Sep 4, 2025 11:14 PM
“Forests and prodigious plantations where gentlemen savages hunt their news by the light they have invented.”
Perhaps we can start there just as the Lord did. With some light. But to claim the subject of this collection of half-formed grotesqueries to be light is a very strange choice. To read Rimbaud isn’t to experience a divine illuminating light, it’s to look into the pallid marble apse of a brand new cathedral and faintly make out streaks of shit graffitied between story-high stained glass windows. It’s then when you cast your eyes away from a Heaven that’s been profaned that you have nowhere else to look but into the deep chasm of a personal abyss. And there, deep within the void of the self is where Rimbaud was able to illuminate. Where we thought nothing could persist, the jewels and ornaments of fossilized shells lining dark cavernous walls lazily light up under his lantern.

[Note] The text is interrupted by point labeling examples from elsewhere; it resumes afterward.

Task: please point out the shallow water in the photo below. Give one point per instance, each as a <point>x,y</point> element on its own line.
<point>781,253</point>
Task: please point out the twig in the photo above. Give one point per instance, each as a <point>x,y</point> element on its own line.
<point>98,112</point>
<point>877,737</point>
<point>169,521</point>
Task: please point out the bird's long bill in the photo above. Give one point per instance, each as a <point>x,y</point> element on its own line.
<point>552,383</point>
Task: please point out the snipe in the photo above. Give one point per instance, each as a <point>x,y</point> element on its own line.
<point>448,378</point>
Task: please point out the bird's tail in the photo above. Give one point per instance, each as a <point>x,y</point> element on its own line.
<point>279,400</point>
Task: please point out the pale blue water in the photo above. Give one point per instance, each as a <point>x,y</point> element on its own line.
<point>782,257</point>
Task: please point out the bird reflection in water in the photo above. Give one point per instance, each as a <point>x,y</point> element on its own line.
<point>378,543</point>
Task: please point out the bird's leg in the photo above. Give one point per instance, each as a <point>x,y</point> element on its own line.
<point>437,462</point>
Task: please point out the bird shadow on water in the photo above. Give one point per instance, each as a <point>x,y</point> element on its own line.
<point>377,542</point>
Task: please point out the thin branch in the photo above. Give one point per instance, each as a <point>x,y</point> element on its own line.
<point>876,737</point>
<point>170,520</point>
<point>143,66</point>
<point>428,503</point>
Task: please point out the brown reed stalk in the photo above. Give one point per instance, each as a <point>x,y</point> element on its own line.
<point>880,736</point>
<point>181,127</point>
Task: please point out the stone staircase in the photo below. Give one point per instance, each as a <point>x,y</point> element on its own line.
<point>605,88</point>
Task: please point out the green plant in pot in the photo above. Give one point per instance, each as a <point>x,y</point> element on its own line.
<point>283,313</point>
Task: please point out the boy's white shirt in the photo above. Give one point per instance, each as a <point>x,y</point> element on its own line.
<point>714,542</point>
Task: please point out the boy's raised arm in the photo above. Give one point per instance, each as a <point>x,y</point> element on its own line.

His work is not just one of casting light, but of illuminating as marginalia, the creation of an illuminated manuscript. Like a mad rambling monk holed up in a cloister in the 12th century, Rimbaud’s frenzied illustrations people the spaces in between the rigid and proper text of the social world. He is able to show the soul of the world and it is a strange cackling world that can only be laughed at in its ambitions for glory.
Rimbaud’s supreme undertaking is to debase and confuse the senses, to turn away from the material and the Real that were so fashionable in Paris’ 1850’s reaction to Romanticism and supplant them with a newer, realer Realism. Rimbaud laughed at the Realism that championed blunt everyday life and instead chose to look to the very heart of things, to rip out the symbols that make up the ancient befouled bones of the Real. He birthed a new art by understanding that the Real is not universal, it becomes twisted, mutated, and perverted through the macabre lens of the self when viewed at its core. His Realism is built of things and visions and smells but all of them are tinted a shade darker by understanding that the paints that depict our world are created from pigments that are squeezed out of the guts of the atavistic images that float to us in our nightmares.
His work led to Symbolism and Surrealism. But it only led to those new ideas through a deep and intense journey within himself, through an obsession with the idea of looking deep within and knowing his self so thoroughly that he could use it like a personal philosopher’s stone. He became a visionary, a seer—the translations disagree on which he wanted to call himself but he certainly succeeded beyond the ambiguity of translation. His search within himself yielded the future of poetry and art and the occult that has wound a path through the century and a half since he shunned his poetic gift. It was Rimbaud who gave us the mission of poetry that still lives today: “I is someone else.” I am grateful that this precocious child performed his comedic sideshow in life’s play.
2 Comments
3 months ago
The best to ever do it. One of my favorite books. Unlike a lot of other obscurantist poetry, I didn't feel like I had to "decipher" Illuminations to "get it." I just knew I was reading one of the most beautiful books in the world. "His Realism is built of things and visions and smells but all of them are tinted a shade darker by understanding that the paints that depict our world are created from pigments that are squeezed out of the guts of the atavistic images that float to us in our nightmares." Well said indeed.